Cycas brunnea
- Conservation status: Near Threatened (IUCN 3.1)

Scientific classification
- Kingdom: Plantae
- Clade: Tracheophytes
- Clade: Gymnospermae
- Division: Cycadophyta
- Class: Cycadopsida
- Order: Cycadales
- Family: Cycadaceae
- Genus: Cycas
- Species: C. brunnea
- Binomial name: Cycas brunnea K.D.Hill

= Cycas brunnea =

- Genus: Cycas
- Species: brunnea
- Authority: K.D.Hill
- Conservation status: NT

Species of cycad

Cycas brunnea is a species of cycad in the genus Cycas, native to northern Australia in northwest Queensland and northeast Northern Territory in a small area straddling the border of the two regions. It occurs on exposed sites in savanna and creek valleys on sandstone and limestone derived soils, with moderate seasonal rainfall.

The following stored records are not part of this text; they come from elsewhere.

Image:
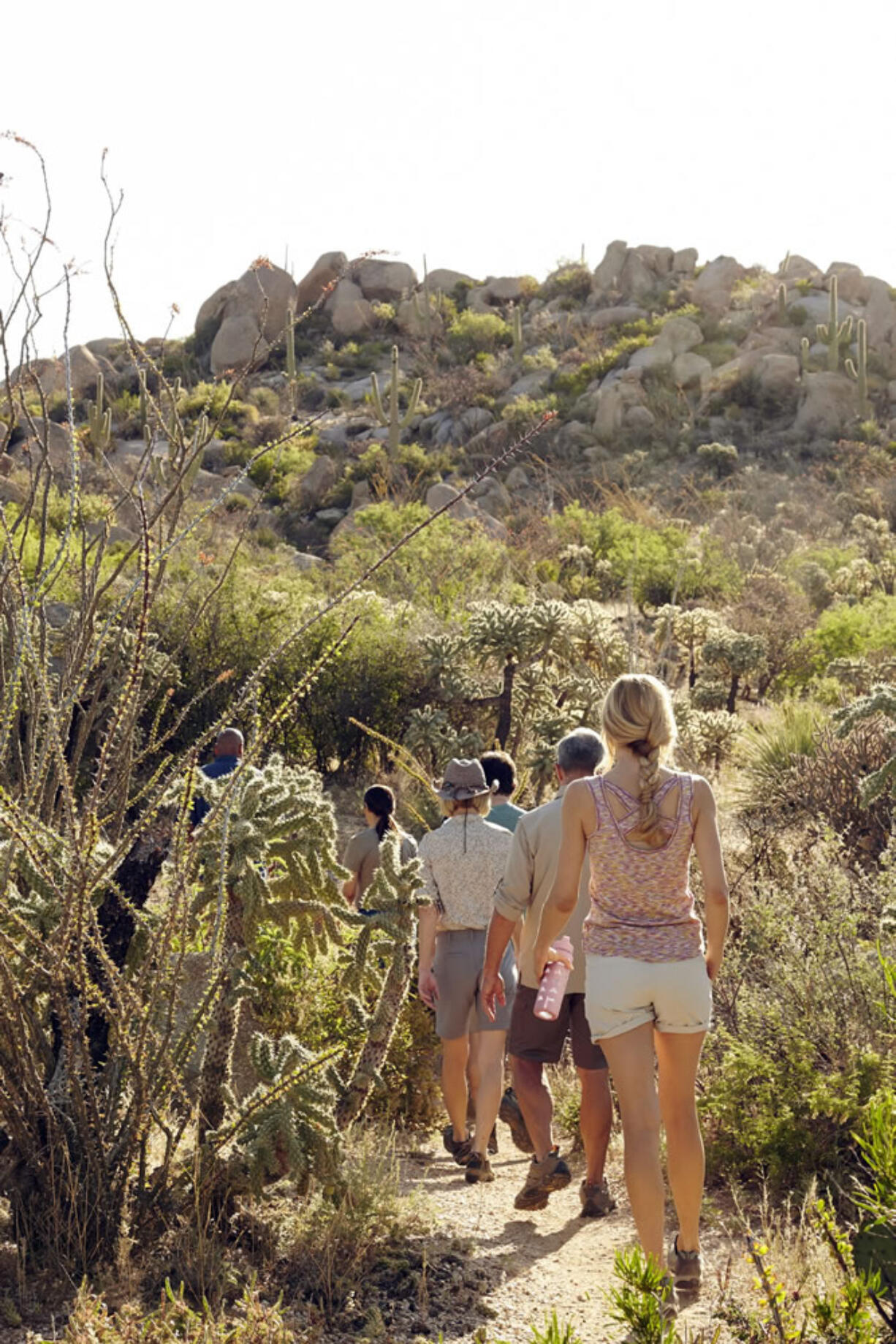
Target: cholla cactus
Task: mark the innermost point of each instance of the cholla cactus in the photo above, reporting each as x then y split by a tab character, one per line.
392	894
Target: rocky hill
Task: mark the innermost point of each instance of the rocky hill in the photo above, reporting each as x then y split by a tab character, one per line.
644	362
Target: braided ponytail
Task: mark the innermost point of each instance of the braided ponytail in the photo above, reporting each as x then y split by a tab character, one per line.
637	713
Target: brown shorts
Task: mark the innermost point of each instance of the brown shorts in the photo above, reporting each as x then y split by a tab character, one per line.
532	1038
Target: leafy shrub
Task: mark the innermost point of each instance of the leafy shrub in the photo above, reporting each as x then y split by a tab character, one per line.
658	558
721	457
474	333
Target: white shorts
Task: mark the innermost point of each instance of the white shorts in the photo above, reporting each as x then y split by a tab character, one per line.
622	994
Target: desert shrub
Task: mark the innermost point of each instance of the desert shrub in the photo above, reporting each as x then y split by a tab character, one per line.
265	399
540	358
574	383
721	457
658	559
804	1023
854	630
527	412
175	1321
477	333
229	415
282	467
448	566
572	282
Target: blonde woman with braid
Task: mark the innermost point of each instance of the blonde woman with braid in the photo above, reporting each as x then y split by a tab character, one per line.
648	972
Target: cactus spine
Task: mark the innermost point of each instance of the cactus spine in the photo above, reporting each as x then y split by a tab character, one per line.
516	328
394	421
99	420
833	331
859	370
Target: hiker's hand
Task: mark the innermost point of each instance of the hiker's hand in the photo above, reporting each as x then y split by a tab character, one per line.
428	989
492	989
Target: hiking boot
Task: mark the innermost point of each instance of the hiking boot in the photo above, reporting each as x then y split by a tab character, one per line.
512	1116
477	1169
458	1148
687	1268
597	1201
542	1179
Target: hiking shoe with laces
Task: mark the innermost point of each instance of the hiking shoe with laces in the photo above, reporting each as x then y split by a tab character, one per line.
458	1148
597	1201
512	1116
542	1180
687	1268
479	1169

The stems grow to 2–5 m tall, with numerous leaves in the crown. The leaves are 1.2-1.7 m long, glabrous with age, pinnate, with 160-240 leaflets, the leaflets 17–27 cm long and 6–7.5 mm wide. The petioles are covered in brown tomentum and armed with sharp spines.

The female cones are open, with sporophylls 28–32 cm long. Orange tomentose covering cone, with serrations along margins of the lamina. The sarcotesta is orange and glaucous, the sclerotesta ovoid and flattened. The male cones are solitary and long ovoid, 21 cm long and 13 cm diameter, brown tomentose, and with an upturned apical spine.

It was first described in 1992, and is similar in appearance to Cycas angulata. It is considered near-threatened due to its restricted range, though it occurs in some protected areas including Boodjamulla National Park. It is named after the Greek word brunneus (brown), as the emergent leaves are brown tomentose.